If you are looking for Korea’s traditional food and historic buildings, Jeonju City plays your tune. It is a city located in the middle of North Jeolla Province, the region well-known for its culture and tradition specifically Hanok, Hanji (Korean traditional paper) and Bibimbap. It is pretty far away from Seoul yet it only takes two to three hours from Seoul to Jeonju.
Chang Yeop Sung of Team Seouldiers gives us a visual tour of Jeonju City through this blog.
If you take the bus, the travel takes roughly 2 hours and 40 minutes. Jeonju City also offers traditional style accommodations at prices ranging from 50,000 won to 70,000 won.
What caught my eyes in the first place was this grayish bridge with a Korean traditional rooftop on it over a tranquil river. It is called “Namcheongyo” and I’ve never seen this kind of bridge before.
It was a pure surprise for me to see this structure because of its Western style even when it is located near a Hanok Village.
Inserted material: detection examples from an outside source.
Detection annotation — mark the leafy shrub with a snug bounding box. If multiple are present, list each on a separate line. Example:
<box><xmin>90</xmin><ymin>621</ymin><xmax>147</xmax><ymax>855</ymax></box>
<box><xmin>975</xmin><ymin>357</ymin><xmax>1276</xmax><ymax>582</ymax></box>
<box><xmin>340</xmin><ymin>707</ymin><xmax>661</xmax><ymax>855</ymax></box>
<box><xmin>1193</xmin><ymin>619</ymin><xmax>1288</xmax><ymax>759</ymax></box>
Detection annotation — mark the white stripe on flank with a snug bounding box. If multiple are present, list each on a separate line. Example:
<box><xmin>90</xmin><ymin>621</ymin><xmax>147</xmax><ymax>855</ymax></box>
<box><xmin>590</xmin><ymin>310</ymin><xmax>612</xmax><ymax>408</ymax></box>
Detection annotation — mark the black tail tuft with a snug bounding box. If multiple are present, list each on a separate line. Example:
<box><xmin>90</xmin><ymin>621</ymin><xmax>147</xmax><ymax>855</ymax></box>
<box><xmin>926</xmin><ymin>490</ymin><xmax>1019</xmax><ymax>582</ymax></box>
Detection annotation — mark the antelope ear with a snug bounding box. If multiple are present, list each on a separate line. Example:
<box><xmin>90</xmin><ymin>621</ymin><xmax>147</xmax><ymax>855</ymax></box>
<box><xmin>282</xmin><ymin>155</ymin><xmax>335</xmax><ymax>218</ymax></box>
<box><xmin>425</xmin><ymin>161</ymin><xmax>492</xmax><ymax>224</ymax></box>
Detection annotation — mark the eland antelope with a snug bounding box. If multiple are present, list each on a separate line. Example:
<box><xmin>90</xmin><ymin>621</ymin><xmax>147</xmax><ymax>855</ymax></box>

I could barely see the tip of this Catholic Church from Hanok Village. I realized that this structure is known as Jeondong Catholic Church and it also partly contributes to the history of Joseon Dynasty when it was built in honor of roman Catholic martyrs in 1914.
It is similar to Namdaemun in Seoul but the design is a bit different. This is the only one left among the four gates in Jeonju and it’s called “Pungnammun.” Around it is a circular road with various number of shops.
Near Pungnammun is a shrine called “Gyeonggijeon.” It enshrines portraits of the Kings of Joseon Dynasty like King Taejo of Joseon and King Sejong the Great. It displays annals of Joseon Dynasty and the King’s portraits. The ticket only costs 1,000 won for adults – it’s around 40 pesos.
This time, I went to Hanok Village located beside Gyeonggijeon. I found a lot of traditionally-designed houses and shops selling Korean food and desserts. I found out that there is no clear boundary between the village and the exterior. I saw a store that looks like a house with a grass roof. It sells galbi on a wooden skewer. I tried one and the taste was fairly good. I noticed that there are a number of shops selling various fruit beers such as pomelo beer and lemon beer. They also have a shop selling grilled octopus on a skewer – a perfect snack to go along with beer !
When I visited the Hanok Village, it was a weekday and a sunny day in the afternoon, too, so I was not expecting this many people. It was a traditional village yet I found the village very modernized and beautiful with a lot of decorations and flowers. I ate Korean dumplings, mandu and a handmade choco pie. I recommend buying only few of those because it was relatively expensive.
Over the wall I found Korean totems – Jangseung and traditional jars.If you are tired of walking in the village, you can take a rest in Omokdae located on top of a hill beside Hanok Village. This place is where Yi-Seong Gye (who became King Taejo) celebrated his victory over Japanese invaders at the end of Goryeo Dynasty. I was able to feel the cold breeze of air on my face and rested like a baby. The view from the way down from Omokdae was wow-worthy.
Lastly, Jeonju’s famous Korean dish, Bibimbap, was ready. This is not an ordinary Bibimbap, it’s a yukhoe bibimbap on a bowl made of brass! It comes out with an ordinary bibimbap + yukhoe. Yukhoe is raw beef seasoned with various sauces.
It was tiring to visit this place and look around for sightseeing and eating but it was really worthy and memorable! The travel was enough for day trip but Hanok Village in Jeonju is also attractive at nighttime!